Ticket moved to GitHub: "pulp/pulpcore/1969":https://github.com/pulp/pulpcore/issues/1969


https://medium.com/@alex.birsan/dependency-confusion-4a5d60fec610

TL;DR the names of internal-registry-only packages can frequently leak outside of a company. Attackers can add them to a public registry and subsequent syncs of that public registry by repo management tools like Pulp and Artifactory will mix the good-internal and malicious-external packages together. This can be used to install malicious code within corporate networks when developers or CI services install these dependencies.

A concrete example:

For instance, the main culprit of Python dependency confusion appears to be the incorrect usage of an “insecure by design” command line argument called --extra-index-url. When using this argument with pip install library to specify your own package index, you may find that it works as expected, but what pip is actually doing behind the scenes goes something like this:

  • Checks whether library exists on the specified (internal) package index
  • Checks whether library exists on the public package index (PyPI)
  • Installs whichever version is found. If the package exists on both, it defaults to installing from the source with the higher version number.

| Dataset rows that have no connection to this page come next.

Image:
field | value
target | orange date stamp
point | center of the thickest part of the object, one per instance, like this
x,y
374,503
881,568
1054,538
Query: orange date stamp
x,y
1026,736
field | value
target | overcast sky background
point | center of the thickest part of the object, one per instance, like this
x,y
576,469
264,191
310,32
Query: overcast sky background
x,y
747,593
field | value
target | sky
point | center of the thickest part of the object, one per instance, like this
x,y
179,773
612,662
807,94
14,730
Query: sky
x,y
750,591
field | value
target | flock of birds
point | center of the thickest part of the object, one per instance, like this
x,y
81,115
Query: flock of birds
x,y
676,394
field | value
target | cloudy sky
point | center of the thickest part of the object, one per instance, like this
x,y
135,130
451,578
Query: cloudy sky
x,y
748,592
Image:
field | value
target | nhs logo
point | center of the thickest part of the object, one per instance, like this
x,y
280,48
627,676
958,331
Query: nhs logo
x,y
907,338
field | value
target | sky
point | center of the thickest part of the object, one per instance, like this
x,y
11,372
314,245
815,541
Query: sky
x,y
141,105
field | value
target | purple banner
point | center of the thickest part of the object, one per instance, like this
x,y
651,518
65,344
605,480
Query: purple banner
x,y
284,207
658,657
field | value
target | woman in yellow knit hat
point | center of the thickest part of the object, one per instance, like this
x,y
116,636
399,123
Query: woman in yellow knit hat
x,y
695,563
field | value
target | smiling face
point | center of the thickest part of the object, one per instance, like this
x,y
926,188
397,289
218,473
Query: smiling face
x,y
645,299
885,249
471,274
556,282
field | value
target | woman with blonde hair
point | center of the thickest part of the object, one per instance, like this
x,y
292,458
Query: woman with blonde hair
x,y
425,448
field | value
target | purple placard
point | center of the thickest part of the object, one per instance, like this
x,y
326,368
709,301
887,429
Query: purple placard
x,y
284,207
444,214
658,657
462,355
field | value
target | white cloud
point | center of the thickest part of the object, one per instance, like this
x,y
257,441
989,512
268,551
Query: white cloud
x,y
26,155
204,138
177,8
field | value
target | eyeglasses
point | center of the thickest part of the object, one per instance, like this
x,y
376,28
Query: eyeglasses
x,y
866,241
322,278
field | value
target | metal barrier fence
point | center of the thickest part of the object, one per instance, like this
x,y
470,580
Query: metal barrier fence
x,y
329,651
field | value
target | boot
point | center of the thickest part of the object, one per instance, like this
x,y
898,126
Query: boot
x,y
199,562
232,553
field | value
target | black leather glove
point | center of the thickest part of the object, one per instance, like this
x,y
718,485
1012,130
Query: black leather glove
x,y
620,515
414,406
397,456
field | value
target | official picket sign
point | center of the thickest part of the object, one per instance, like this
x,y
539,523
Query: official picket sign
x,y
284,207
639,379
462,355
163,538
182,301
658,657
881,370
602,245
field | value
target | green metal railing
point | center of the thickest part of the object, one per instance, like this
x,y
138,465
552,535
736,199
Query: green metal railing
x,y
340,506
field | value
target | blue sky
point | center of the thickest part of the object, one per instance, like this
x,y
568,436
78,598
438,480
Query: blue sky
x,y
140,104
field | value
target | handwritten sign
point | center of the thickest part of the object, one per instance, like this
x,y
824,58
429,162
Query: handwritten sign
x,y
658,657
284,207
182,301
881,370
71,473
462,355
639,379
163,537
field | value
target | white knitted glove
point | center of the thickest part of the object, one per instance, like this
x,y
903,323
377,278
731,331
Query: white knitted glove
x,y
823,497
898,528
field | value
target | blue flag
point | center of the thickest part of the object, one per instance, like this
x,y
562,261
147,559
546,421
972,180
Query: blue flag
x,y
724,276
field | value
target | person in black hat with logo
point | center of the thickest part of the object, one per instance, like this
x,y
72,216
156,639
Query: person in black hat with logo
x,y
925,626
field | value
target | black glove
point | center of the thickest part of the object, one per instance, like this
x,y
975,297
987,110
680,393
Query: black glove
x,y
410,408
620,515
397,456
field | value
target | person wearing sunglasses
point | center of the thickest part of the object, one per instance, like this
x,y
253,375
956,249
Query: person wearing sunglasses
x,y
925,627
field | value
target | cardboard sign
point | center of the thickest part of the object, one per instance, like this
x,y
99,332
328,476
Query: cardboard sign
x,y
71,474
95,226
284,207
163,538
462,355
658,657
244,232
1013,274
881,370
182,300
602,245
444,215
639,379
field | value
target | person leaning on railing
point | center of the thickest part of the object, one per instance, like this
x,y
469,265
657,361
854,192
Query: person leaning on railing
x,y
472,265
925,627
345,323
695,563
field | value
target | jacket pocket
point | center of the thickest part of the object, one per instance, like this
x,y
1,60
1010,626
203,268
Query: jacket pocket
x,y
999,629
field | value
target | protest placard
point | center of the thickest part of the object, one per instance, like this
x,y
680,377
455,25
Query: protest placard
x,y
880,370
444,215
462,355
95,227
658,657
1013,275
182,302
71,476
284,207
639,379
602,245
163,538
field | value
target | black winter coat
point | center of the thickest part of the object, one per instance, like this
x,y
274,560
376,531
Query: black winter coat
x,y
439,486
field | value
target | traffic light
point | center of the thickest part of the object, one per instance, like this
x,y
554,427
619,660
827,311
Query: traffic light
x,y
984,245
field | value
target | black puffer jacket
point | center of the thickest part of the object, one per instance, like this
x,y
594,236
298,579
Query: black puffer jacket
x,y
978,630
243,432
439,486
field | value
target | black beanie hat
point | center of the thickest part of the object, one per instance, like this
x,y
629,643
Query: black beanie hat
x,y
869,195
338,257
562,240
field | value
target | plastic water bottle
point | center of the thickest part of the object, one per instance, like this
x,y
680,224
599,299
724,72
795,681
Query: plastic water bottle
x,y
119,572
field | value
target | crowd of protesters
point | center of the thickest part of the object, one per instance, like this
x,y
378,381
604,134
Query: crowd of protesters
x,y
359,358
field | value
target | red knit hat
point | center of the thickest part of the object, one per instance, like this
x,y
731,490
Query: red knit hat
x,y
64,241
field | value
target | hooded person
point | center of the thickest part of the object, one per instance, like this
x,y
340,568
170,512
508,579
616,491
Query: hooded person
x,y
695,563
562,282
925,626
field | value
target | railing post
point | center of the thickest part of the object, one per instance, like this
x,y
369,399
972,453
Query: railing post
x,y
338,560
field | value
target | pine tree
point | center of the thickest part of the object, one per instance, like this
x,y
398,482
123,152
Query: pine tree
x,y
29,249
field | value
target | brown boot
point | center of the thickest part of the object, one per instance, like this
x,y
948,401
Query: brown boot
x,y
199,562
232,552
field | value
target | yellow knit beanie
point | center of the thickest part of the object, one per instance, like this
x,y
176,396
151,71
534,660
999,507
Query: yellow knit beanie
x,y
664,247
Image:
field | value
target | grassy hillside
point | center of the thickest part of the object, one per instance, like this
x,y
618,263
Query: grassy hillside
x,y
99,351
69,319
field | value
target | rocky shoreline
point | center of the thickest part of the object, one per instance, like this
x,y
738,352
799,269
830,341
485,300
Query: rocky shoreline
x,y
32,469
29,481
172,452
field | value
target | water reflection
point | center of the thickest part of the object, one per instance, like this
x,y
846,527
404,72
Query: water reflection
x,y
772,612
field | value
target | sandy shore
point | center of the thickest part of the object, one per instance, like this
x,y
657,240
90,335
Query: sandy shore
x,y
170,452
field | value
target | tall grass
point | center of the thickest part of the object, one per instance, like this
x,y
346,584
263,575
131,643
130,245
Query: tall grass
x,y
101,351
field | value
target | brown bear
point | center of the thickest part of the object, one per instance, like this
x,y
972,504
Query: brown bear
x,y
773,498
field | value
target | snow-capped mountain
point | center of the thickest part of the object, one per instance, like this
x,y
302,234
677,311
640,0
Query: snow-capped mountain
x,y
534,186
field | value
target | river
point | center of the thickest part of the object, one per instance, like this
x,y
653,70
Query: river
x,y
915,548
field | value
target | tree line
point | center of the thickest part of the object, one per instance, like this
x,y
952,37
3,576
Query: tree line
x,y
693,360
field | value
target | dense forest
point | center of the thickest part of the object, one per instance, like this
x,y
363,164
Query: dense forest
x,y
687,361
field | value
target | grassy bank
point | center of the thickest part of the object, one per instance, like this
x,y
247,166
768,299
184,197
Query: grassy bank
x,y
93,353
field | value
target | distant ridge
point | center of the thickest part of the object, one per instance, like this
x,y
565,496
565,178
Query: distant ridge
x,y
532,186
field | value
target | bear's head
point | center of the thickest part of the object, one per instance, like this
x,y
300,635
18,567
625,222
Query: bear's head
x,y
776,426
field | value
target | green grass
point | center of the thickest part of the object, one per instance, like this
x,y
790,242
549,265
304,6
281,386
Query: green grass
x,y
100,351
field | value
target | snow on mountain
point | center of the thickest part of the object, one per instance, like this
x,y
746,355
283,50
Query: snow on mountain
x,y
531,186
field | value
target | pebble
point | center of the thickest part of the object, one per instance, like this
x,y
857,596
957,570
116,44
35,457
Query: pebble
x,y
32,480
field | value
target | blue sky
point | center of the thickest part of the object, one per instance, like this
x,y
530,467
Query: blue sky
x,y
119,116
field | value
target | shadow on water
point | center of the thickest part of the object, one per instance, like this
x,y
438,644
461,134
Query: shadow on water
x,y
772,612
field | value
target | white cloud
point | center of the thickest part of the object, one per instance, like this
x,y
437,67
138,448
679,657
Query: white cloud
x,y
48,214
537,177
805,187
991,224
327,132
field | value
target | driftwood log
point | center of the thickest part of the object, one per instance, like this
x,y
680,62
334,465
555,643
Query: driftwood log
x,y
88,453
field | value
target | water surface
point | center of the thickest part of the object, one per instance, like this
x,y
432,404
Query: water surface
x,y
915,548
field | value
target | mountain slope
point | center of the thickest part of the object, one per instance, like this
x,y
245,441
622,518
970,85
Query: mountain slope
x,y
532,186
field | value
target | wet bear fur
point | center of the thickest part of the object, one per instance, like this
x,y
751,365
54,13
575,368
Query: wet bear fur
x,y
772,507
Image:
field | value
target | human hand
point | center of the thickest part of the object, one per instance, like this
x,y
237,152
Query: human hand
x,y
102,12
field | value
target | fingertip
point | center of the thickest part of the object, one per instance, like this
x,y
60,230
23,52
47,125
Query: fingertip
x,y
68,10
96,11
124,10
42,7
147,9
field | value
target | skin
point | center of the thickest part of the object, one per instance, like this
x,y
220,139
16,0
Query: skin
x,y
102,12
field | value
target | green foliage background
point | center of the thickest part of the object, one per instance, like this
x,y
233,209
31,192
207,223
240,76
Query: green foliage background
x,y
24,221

Therefore, uploading a package named library 9000.0.0 to PyPI would result in the dependency being hijacked in the example above.

Although this behavior was already commonly known, simply searching GitHub for --extra-index-url was enough to find a few vulnerable scripts belonging to large organizations — including a bug affecting a component of Microsoft’s .NET Core. The vulnerability, which may have allowed adding backdoors to .NET Core, was unfortunately found to be out of scope in the .NET bug bounty program.

...

JFrog Artifactory, a piece of software widely used for hosting internal packages of all types, offers the possibility to mix internal and public libraries into the same “virtual” repository, greatly simplifying dependency management. However, multiple customers have stated that Artifactory uses the exact same vulnerable algorithm described above to decide between serving an internal and an external package with the same name. At the time of writing, there is no way to change this default behavior.

We've got the same problem as Artifactory, there's no way to distinguish between internal package namespaces and external ones. If you just copy them into the same repository, you're left vulnerable to this attack.

I'm not completely sure how we would resolve this. Maybe take the Foreman concept of "content views" and formalize it so that various repositories are layered on top of each other, but with the ability to detect package name collisions between repos?